The second and third prongs, the leagues say, have yet to be resolved.
Too much paperwork?
The leagues also protest the extent of the discovery filings by the horsemen.
“On December 19, 2019, NJTHA served the Sports Organizations with five sets of document requests and ten notices of deposition (the “Requests”) — one set of document requests and two deposition notices for each of the five Plaintiffs, including depositions of each Sports Organizations’ Commissioner and/or President who were previously deposed in Christie I.
“All of the Requests related solely to NJTHA’s ‘bad faith’ claim. In propounding these burdensome Requests, NJTHA failed even to acknowledge, let alone comply with, the Stipulation and Order [from 2018]. When the Sports Organizations informed NJTHA that they intended to seek a Protective Order, NJTHA responded with the baseless arguments that the Stipulation and Order had somehow been vacated by the Third Circuit’s certified judgment, and that the Sports Organizations had waived any challenge to NJTHA’s damages calculations.”
The leagues don’t fare nearly as well, at least from a layman’s standpoint, in another aspect of the filing. Back in 2013, the horsemen claimed to the Third Circuit court that the sports organizations were guilty of “hypocrisy” and “unclean hands” because of their promotion of fantasy sports and their holding of events in sites such as Las Vegas and London where sports betting was legal.

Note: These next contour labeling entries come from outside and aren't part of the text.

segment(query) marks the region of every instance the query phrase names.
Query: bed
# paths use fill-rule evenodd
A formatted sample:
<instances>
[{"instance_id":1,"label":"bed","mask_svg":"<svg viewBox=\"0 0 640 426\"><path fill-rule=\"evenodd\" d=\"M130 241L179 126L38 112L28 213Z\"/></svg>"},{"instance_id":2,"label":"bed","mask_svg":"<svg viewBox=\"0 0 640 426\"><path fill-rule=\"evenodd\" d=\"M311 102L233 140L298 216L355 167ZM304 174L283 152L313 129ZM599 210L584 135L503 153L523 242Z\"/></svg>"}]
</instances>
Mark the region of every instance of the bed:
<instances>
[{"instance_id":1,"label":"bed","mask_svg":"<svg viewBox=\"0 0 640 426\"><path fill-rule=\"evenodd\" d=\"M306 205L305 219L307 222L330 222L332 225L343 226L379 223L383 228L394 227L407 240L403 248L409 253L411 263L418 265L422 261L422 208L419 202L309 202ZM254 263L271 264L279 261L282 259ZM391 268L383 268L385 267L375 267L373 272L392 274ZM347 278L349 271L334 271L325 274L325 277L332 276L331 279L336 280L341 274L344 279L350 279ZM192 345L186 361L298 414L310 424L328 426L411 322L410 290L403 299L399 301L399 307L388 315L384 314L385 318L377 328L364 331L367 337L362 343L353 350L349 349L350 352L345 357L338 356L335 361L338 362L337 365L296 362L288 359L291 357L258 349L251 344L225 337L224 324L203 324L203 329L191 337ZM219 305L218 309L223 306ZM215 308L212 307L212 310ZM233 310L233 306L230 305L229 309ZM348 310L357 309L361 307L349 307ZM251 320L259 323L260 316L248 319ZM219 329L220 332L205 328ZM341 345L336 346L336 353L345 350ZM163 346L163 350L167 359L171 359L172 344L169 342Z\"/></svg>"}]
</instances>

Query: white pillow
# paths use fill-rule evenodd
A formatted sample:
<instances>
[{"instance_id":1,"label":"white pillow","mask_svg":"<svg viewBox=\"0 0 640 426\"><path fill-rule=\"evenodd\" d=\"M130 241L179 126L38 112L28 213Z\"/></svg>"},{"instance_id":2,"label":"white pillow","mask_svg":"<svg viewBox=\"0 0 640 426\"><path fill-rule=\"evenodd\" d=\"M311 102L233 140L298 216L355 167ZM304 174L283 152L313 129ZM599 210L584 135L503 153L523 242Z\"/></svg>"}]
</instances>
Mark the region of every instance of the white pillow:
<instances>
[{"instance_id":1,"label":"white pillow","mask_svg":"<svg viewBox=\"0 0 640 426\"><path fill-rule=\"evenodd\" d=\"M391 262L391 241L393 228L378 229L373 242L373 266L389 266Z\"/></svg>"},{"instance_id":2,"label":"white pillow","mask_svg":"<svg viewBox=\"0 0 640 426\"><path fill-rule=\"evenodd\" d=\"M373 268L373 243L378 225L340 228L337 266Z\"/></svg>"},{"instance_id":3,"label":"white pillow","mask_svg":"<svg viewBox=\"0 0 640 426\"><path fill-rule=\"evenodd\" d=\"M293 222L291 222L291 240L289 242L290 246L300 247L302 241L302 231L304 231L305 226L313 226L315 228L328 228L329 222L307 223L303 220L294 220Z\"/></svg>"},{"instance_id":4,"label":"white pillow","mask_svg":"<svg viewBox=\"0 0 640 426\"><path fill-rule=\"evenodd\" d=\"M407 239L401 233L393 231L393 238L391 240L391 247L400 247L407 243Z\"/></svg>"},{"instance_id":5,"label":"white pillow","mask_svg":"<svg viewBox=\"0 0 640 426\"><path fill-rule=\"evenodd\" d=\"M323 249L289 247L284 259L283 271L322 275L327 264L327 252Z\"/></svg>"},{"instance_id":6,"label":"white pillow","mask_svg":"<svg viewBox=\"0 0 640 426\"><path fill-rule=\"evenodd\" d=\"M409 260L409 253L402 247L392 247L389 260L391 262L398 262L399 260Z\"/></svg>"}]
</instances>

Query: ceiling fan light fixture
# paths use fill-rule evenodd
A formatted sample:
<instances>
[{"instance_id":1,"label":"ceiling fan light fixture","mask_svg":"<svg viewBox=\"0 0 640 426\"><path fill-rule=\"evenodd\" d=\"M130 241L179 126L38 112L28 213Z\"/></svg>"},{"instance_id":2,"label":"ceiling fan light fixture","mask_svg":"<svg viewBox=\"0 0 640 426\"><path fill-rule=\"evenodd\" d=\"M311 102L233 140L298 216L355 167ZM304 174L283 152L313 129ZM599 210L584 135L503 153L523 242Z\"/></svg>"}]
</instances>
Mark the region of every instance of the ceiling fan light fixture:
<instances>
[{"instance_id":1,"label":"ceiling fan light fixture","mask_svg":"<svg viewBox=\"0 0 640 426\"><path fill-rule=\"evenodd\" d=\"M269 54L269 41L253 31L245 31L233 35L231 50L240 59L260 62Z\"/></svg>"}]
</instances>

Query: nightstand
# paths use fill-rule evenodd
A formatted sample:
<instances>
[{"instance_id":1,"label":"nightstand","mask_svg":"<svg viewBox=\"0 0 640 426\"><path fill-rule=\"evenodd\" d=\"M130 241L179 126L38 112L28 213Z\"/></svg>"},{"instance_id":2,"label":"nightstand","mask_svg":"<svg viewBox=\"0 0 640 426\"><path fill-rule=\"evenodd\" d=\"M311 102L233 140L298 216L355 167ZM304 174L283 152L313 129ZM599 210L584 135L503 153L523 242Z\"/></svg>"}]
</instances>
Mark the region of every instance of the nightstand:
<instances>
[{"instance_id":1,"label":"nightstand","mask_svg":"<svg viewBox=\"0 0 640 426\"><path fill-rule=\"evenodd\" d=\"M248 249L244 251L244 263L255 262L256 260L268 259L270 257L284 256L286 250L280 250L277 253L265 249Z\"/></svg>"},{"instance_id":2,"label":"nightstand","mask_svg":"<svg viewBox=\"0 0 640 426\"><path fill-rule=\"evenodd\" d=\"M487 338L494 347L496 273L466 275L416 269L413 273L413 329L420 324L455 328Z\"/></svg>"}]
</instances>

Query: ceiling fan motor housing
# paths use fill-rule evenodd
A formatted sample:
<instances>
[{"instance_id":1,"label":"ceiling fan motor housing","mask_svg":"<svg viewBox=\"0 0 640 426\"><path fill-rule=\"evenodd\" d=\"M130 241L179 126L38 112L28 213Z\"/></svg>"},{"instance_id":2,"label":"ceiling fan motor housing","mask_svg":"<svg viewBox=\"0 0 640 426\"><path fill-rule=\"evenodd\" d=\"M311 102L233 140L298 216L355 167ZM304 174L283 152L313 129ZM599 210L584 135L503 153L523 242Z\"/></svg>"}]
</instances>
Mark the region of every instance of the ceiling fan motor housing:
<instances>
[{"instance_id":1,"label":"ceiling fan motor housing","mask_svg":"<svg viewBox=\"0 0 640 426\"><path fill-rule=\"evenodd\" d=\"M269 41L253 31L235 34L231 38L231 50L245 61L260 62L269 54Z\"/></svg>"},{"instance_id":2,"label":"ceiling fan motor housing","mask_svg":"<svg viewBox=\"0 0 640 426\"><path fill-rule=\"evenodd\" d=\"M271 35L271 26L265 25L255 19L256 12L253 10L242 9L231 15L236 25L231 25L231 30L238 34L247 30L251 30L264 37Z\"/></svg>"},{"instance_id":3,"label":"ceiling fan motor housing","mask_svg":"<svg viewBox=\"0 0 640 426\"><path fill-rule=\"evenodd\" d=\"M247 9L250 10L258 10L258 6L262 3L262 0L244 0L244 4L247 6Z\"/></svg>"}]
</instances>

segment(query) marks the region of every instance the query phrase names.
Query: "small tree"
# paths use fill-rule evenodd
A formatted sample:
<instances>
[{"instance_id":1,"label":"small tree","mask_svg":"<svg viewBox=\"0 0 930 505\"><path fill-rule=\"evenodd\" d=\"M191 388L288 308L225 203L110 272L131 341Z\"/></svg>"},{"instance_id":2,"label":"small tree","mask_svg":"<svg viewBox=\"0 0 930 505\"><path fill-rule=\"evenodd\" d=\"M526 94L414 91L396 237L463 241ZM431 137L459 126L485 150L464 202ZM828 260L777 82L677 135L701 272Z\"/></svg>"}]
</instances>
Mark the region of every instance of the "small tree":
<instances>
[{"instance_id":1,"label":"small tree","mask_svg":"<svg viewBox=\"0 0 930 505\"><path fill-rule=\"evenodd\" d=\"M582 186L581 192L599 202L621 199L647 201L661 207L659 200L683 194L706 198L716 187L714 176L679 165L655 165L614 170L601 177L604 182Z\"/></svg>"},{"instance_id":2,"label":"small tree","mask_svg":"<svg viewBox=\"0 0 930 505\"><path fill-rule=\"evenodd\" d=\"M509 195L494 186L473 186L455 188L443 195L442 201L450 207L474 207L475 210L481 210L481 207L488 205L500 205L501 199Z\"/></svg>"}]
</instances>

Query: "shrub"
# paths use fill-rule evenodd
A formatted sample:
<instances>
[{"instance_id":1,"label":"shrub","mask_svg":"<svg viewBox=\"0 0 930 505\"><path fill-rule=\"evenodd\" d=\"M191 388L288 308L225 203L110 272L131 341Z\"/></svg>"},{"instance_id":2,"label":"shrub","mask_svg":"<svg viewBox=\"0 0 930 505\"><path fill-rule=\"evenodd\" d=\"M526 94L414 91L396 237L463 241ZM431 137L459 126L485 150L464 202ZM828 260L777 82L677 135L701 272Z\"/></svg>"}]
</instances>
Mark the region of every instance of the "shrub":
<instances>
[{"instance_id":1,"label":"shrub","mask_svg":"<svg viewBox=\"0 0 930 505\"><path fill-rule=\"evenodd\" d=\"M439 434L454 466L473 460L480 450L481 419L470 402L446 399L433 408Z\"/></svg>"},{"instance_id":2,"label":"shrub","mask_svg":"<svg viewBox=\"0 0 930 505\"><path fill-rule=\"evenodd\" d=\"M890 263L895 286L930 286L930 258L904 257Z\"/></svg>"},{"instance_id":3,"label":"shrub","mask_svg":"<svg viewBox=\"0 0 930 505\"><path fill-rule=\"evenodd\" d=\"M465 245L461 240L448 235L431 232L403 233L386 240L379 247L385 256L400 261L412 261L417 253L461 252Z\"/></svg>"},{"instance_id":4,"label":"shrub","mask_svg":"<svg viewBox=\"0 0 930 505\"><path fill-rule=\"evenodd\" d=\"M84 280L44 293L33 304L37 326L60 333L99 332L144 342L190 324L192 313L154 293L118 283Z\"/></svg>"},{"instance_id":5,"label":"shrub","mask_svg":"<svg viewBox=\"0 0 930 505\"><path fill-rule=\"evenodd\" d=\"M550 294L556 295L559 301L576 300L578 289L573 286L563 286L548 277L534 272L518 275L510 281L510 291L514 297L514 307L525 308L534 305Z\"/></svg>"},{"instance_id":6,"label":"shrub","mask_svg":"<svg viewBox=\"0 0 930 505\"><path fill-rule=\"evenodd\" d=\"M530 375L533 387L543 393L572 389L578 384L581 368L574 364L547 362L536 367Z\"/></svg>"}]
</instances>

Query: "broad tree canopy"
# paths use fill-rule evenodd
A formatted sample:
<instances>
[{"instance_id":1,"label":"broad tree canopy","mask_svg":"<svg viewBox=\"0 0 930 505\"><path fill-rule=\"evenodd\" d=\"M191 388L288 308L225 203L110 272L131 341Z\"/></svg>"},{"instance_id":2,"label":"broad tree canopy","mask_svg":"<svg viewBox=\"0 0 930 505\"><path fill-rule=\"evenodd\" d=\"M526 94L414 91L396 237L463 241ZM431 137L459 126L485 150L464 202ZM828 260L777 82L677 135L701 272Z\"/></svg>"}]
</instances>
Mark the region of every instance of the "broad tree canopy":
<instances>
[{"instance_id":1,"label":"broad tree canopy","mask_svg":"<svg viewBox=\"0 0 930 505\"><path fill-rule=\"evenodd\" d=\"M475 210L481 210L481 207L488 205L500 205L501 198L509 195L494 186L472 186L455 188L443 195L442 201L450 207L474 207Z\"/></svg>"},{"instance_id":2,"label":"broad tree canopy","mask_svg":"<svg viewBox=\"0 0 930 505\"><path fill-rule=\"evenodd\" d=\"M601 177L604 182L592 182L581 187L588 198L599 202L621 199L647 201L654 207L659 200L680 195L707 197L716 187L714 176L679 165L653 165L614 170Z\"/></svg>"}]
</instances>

In this filing, the leagues still claim that the horsemen “falsely contend that the Sports Organizations did not face any risk whatsoever of injury from the expansion of state-sponsored sports gambling.
Of course, sports betting is now legal in more than a dozen states — and before the worldwide pandemic hit, there seemed to be zero evidence of harm to any sports organization from that development.